By the EESC Employers’ Group
In response to the European Commission’s recently published Autumn 2020 Economic Forecast, the Employers’ Group issued a statement on the initiative of its president Stefano Mallia. The Group concurred with the European Commission’s Autumn 2020 Economic Forecast, which stressed that Europe’s economic rebound has been interrupted by the resurgence of the pandemic. However, it underlined that the current high level of uncertainty could make the Autumn Economic Forecast less accurate and that the economy might be even harder hit than predicted by the European Commission.
In order to reboot the economy, the Employers’ Group called, among other things, for the following measures:
- Fostering innovation and empowering start-ups will help not only to protect current jobs, but also to create new ones, closing the existing gap between those who have a job and those who don’t.
- Particular attention must be paid to solvency tools, where needed, to support viable firms suffering from liquidity squeeze, while helping companies that have become obsolete wind down in an orderly way.

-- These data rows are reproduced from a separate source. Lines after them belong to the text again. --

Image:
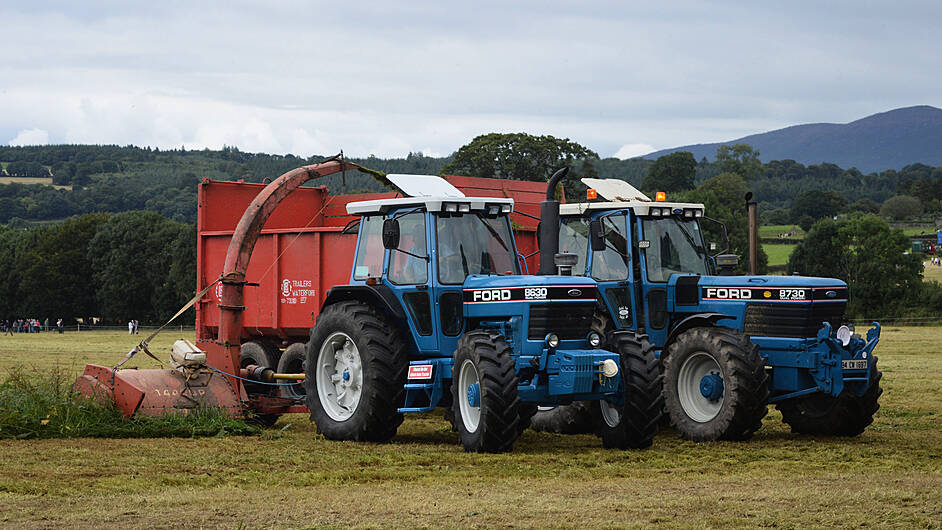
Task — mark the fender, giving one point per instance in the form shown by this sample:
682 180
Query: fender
380 296
693 321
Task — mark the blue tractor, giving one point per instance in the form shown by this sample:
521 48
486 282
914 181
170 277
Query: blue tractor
727 345
438 314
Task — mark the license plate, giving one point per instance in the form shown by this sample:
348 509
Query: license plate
854 364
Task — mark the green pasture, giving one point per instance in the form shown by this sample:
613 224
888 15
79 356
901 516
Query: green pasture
290 477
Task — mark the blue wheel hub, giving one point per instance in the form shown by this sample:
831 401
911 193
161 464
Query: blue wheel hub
711 387
474 395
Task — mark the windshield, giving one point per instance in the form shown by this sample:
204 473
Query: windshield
474 244
607 265
676 247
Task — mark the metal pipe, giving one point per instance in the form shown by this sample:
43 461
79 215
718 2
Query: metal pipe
752 214
548 236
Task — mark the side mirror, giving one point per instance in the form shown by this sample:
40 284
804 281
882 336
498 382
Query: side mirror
596 235
391 233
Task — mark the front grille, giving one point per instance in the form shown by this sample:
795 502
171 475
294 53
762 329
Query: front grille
791 320
568 321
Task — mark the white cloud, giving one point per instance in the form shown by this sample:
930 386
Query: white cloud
31 137
632 150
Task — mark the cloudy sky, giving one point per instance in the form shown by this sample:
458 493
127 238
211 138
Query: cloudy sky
387 78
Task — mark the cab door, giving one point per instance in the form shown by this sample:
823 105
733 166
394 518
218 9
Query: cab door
407 272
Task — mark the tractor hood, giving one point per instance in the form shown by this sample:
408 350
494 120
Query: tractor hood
766 288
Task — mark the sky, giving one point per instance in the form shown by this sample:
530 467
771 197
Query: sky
390 78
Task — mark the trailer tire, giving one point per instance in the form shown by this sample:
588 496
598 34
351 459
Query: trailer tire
633 423
845 415
356 372
292 362
737 376
484 393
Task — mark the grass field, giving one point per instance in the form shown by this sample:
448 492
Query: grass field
32 180
891 476
778 254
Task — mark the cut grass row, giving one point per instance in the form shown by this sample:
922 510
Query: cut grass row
292 477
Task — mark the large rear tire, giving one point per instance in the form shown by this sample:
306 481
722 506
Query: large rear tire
484 393
356 369
633 423
715 385
845 415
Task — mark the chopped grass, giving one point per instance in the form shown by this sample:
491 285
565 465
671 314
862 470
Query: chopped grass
890 476
43 406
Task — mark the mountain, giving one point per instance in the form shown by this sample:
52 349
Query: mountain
888 140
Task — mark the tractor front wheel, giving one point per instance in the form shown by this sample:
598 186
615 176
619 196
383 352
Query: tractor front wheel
633 423
845 415
484 394
715 385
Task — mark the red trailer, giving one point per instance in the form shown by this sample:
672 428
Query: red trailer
303 251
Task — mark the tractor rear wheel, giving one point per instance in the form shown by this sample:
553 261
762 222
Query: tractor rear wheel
356 369
292 362
633 423
715 385
845 415
484 393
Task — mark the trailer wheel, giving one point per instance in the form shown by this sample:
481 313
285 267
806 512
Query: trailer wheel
715 385
845 415
292 362
633 423
356 369
484 393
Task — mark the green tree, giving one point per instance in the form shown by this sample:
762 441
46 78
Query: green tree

We agree that the best policy response is to deliver on the expectations of the NextGenerationEU.
- A synchronised fiscal push to improve prospects for all. Fiscal policy must play a leading role in the recovery, making sure that the level of expenditure does not unnecessarily compromise fiscal soundness.
- It is imperative that both sides in the EU-UK negotiations remain committed to delivering a timely agreement that provides a sound competitive environment for companies, combining good market access with level playing-field provisions.